Ufficio complicazione affari semplici

Pubblicato il 16-07-2023

di Mauro Tabasso

Le vie del Signore sono infinite, siamo d’accordo. È sulla segnaletica avrei molto da ridire. A volte mi sento perso, smarrito, come un cane da tartufi con la sinusite e il naso chiuso, come un GPS con l’antenna rotta, come un computer che mi chiede se sono un umano (forse il poveretto sta solo cercando la sua famiglia…). Da che parte devo andare per andare dove voglio andare? E se non so dove voglio andare come faccio a sapere che direzione prendere?

Ci sono questioni nella vita che sembrano progettate apposta per complicarla, come la rotonda di corso Vigevano angolo corso Principe Oddone a Torino. Dietro o c’è una mente diabolica oppure un demente. Provate e mi darete ragione. C’è gente che dopo ore e vari azzardati tentativi riesce a entrarci dentro e poi continua a girare sulla giostra per giorni prima di riuscire a imboccare un’uscita, e quando la imbocca al caro prezzo di inelencabili e irripetibili oltraggi verbali e gestuali, si accorge che è l’uscita sbagliata, ed è costretto a raggiungere la rotonda successiva per compiere una disperata inversione a “u”. Quando torna sulla sua strada non sa più dove stava andando né perché. L’UCAS (il celebre Ufficio Complicazione Affari Semplici, dipartimento presente in tutte le aziende, in tutte le organizzazioni, in tutte le famiglie, e perfino in tutte le teste, di cavolo e non) è probabilmente l’ente più fornito di risorse e con il budget più cospicuo. Siamo divenuti esseri così complessi che perfino i computer ci chiedono se siamo davvero umani.

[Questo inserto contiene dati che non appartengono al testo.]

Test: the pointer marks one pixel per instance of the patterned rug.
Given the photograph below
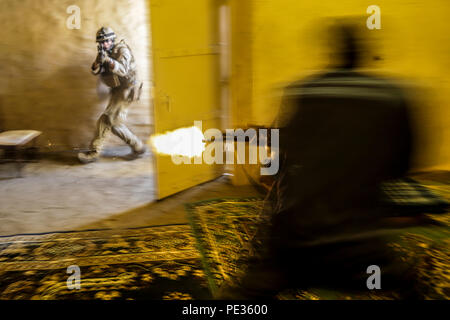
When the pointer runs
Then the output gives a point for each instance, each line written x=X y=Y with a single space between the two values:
x=160 y=263
x=224 y=227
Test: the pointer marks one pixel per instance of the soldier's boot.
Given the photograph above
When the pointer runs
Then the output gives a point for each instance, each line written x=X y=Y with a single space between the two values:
x=88 y=157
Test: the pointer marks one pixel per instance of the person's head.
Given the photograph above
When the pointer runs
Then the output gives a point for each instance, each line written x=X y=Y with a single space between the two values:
x=347 y=45
x=106 y=36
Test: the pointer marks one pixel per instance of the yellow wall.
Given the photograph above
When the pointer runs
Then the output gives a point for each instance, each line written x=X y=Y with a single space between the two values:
x=45 y=81
x=285 y=38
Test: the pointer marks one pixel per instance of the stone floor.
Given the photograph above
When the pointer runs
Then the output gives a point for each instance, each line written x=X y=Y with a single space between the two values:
x=59 y=194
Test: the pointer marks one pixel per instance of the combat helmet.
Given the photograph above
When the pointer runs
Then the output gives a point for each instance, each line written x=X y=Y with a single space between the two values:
x=105 y=33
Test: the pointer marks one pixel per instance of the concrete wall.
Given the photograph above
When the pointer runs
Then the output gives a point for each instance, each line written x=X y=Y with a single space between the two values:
x=45 y=81
x=285 y=41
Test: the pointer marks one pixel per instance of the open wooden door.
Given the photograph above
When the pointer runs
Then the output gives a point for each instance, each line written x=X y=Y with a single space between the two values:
x=186 y=84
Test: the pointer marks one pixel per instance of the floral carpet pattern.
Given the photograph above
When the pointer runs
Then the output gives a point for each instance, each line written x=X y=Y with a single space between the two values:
x=145 y=263
x=224 y=227
x=177 y=262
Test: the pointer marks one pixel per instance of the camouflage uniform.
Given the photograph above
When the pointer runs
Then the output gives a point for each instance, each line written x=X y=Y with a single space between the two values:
x=125 y=89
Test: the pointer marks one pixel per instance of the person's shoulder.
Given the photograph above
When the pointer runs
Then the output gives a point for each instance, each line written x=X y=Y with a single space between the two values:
x=122 y=46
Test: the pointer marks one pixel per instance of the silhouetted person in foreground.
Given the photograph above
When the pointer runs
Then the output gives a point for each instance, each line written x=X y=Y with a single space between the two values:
x=348 y=132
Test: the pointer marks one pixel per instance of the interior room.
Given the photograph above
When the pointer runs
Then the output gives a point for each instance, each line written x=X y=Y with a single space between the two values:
x=188 y=150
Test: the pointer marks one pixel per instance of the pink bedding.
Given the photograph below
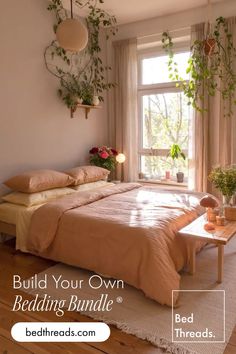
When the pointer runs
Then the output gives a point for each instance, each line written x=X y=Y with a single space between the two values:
x=125 y=231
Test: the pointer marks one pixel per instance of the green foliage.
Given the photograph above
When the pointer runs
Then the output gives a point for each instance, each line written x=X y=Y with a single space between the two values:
x=108 y=161
x=224 y=179
x=82 y=75
x=208 y=73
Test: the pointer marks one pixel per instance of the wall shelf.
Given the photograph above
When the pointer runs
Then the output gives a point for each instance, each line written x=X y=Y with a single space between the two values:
x=86 y=107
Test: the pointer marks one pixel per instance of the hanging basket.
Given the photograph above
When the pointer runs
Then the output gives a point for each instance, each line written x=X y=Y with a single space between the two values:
x=209 y=46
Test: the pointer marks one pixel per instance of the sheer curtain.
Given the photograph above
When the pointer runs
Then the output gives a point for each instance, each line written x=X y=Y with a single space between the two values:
x=214 y=133
x=125 y=121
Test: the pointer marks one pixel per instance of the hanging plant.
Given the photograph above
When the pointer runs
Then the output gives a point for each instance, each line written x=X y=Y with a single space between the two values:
x=210 y=67
x=81 y=75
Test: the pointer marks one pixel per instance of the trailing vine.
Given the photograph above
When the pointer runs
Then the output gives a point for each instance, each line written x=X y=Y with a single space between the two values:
x=81 y=75
x=209 y=71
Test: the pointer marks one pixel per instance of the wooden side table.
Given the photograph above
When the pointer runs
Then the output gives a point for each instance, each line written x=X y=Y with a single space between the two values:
x=220 y=237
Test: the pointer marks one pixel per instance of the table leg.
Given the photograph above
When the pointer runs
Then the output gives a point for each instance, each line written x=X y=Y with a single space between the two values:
x=192 y=263
x=220 y=263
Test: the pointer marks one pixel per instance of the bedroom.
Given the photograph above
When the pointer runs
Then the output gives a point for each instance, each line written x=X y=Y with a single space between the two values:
x=162 y=148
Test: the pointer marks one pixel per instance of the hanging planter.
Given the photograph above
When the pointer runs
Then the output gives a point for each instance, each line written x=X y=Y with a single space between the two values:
x=75 y=57
x=210 y=76
x=209 y=46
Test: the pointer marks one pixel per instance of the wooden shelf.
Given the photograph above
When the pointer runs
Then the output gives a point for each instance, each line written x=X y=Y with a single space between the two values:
x=86 y=107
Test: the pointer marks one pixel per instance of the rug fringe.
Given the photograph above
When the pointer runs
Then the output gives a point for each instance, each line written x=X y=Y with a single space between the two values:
x=162 y=343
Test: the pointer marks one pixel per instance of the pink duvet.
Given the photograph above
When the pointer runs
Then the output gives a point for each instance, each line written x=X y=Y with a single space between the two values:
x=125 y=231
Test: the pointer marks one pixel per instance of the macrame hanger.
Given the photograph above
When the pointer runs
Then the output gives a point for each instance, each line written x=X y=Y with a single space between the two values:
x=209 y=18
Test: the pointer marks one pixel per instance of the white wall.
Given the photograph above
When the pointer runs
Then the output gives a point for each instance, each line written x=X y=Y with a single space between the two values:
x=36 y=130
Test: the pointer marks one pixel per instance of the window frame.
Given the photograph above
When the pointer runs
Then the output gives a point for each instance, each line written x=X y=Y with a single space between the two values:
x=149 y=89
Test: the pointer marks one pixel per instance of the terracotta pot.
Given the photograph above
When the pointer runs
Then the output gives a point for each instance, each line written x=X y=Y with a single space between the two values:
x=96 y=101
x=209 y=46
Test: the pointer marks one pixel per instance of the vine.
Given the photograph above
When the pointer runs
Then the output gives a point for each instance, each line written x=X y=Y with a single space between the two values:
x=210 y=69
x=81 y=75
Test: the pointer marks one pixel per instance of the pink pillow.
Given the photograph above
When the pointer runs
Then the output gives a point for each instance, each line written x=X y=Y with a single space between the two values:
x=87 y=174
x=38 y=180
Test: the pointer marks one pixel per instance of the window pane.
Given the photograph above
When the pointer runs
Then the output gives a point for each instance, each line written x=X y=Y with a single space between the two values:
x=165 y=121
x=156 y=166
x=155 y=70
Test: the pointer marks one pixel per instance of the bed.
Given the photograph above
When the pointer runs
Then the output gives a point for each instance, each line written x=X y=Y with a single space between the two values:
x=124 y=231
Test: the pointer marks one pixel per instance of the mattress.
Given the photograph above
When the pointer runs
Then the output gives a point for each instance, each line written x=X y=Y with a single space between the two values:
x=9 y=212
x=20 y=216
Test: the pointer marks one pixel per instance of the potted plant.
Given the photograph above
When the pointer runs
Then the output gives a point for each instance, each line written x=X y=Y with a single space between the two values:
x=224 y=179
x=104 y=157
x=176 y=153
x=82 y=75
x=210 y=66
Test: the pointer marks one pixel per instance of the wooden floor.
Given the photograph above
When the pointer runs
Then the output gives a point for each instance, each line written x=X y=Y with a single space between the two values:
x=12 y=262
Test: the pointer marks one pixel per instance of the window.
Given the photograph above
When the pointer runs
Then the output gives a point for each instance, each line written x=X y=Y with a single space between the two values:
x=165 y=116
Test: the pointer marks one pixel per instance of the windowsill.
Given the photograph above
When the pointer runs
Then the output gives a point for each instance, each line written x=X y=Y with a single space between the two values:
x=164 y=182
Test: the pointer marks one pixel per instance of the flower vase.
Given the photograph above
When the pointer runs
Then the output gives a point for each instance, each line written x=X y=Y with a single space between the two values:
x=227 y=200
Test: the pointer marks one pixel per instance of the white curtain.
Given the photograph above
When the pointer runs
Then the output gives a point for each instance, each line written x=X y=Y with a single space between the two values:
x=125 y=120
x=215 y=134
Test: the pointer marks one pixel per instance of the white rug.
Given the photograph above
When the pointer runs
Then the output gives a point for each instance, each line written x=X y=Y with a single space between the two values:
x=146 y=319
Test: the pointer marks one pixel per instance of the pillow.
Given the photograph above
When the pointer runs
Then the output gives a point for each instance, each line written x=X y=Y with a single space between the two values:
x=38 y=180
x=36 y=198
x=87 y=174
x=91 y=185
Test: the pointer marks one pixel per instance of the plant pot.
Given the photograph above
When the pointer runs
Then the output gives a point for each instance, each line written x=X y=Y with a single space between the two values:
x=209 y=46
x=227 y=199
x=180 y=177
x=96 y=101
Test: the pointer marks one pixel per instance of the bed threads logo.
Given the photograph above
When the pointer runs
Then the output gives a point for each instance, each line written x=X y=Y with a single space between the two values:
x=45 y=302
x=191 y=324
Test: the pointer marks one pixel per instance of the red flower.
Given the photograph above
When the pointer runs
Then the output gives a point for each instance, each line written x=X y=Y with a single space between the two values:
x=104 y=155
x=114 y=152
x=93 y=151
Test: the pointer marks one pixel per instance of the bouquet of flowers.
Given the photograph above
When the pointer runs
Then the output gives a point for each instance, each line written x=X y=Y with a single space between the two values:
x=104 y=157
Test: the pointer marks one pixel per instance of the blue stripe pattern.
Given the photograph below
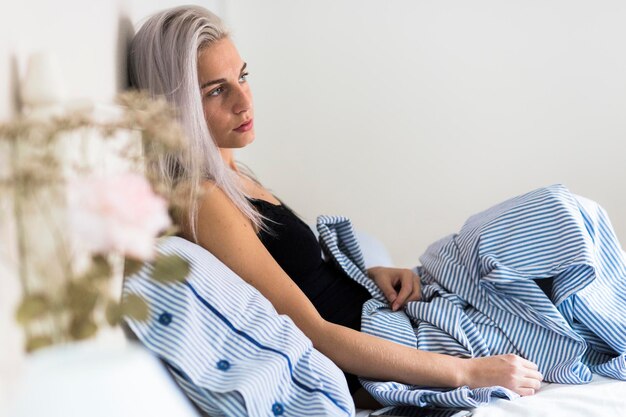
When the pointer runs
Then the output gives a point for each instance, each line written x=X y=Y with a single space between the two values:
x=228 y=348
x=480 y=296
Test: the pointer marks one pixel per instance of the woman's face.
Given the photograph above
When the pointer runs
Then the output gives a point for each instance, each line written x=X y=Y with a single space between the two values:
x=226 y=96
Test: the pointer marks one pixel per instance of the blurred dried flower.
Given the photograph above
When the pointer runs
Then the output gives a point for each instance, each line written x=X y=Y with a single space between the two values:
x=49 y=172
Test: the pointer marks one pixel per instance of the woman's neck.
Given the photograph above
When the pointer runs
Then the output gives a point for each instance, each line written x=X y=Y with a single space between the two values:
x=228 y=158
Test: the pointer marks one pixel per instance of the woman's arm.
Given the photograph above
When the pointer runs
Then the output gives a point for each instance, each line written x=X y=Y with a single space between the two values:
x=229 y=235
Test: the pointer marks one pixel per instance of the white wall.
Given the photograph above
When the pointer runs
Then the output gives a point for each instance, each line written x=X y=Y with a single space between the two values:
x=408 y=116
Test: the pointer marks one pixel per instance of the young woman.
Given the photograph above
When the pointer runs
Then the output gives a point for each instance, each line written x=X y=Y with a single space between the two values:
x=186 y=55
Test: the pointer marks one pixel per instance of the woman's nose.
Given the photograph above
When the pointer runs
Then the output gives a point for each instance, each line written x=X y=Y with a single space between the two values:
x=242 y=99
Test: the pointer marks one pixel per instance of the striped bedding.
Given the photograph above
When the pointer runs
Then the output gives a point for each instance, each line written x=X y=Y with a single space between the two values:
x=480 y=294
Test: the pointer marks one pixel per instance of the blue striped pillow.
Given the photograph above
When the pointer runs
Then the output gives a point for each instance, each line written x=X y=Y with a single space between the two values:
x=228 y=348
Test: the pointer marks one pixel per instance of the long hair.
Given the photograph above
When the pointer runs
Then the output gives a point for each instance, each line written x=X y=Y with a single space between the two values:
x=163 y=60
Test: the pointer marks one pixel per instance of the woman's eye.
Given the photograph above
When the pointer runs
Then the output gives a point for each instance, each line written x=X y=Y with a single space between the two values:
x=215 y=92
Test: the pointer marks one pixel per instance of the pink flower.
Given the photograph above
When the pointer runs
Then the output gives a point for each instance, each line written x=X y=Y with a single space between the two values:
x=116 y=214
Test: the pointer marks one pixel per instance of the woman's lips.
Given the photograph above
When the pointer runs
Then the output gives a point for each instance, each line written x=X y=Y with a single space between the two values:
x=244 y=127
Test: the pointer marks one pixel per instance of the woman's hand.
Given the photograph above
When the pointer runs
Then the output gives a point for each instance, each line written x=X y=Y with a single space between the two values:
x=509 y=371
x=399 y=285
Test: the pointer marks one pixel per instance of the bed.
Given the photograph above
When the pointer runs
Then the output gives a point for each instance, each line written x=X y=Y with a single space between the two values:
x=602 y=397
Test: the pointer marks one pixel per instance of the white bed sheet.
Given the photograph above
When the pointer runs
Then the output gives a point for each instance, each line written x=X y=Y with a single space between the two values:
x=602 y=397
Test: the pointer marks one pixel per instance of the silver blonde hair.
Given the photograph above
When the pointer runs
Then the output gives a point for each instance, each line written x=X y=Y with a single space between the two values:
x=163 y=60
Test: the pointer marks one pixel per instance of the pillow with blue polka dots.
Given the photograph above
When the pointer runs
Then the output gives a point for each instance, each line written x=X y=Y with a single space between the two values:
x=228 y=348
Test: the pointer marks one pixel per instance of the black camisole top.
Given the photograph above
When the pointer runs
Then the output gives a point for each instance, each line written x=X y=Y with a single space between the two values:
x=295 y=248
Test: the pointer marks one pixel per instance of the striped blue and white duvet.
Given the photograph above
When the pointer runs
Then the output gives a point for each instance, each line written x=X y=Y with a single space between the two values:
x=480 y=296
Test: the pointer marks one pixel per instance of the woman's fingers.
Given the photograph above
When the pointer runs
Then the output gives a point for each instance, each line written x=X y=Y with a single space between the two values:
x=406 y=289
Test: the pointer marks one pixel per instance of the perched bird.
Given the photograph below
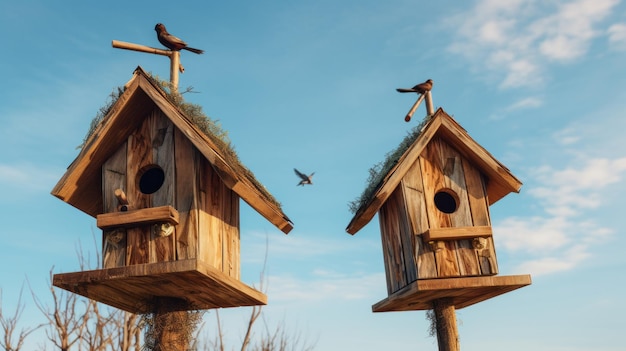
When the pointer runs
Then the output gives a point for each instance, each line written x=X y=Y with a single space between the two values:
x=171 y=42
x=305 y=179
x=421 y=88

Ci siamo persuasi che la semplicità non è più di questo mondo, se mai lo è stata, e ciò mi rattrista profondamente, perché la vita è bella, anche se è complicata (figurati se fosse semplice!). Anche la musica si è complicata.

Giorni fa sono andato a sentire un concerto, non lo facevo da anni, ma il personaggio (un grande chitarrista australiano) non è mai stato prima in Italia, ha già una certa età e per di più veniva proprio a Torino. Non lo potevo perdere. Ebbene, raramente ho speso meglio i miei soldi. Quest’uomo è salito sul palco, ha suonato per oltre due ore da solo, con una camicia e un paio di jeans, una chitarrina piena di righe e bolli vari (spesso la percuote), un misero cavo “jack”, nessun effetto speciale o altro. Musica e basta. Tanta e che musica! Non si è denudato, non si è cambiato d’abito, non si è truccato, non ha esibito tatuaggi, non aveva effetti speciali, non aveva scenografia. Insomma musica senza fronzoli, senza complicazioni, senza “cinema”.

Ho apprezzato oltremodo questo infinito musicista, non solo per l’arte, ma per la semplicità e l’essenzialità con cui la proponeva. Per me questa è la musica, quella che con tanta semplicità arriva dritto al cuore senza passare da altre strade. La semplicità che non è banalità, ma è un punto di arrivo, il culmine di un percorso di ricerca e consapevolezza umana e artistica. Praticamente la “summa” di tutto ciò che manca a colui che ha progettato quel cavolo di rotonda. E manca un po’ anche a me quando mi complico la vita da solo. Semplicità e felicità possono andare a braccetto. E metter giù la segnaletica mi sa che è compito mio.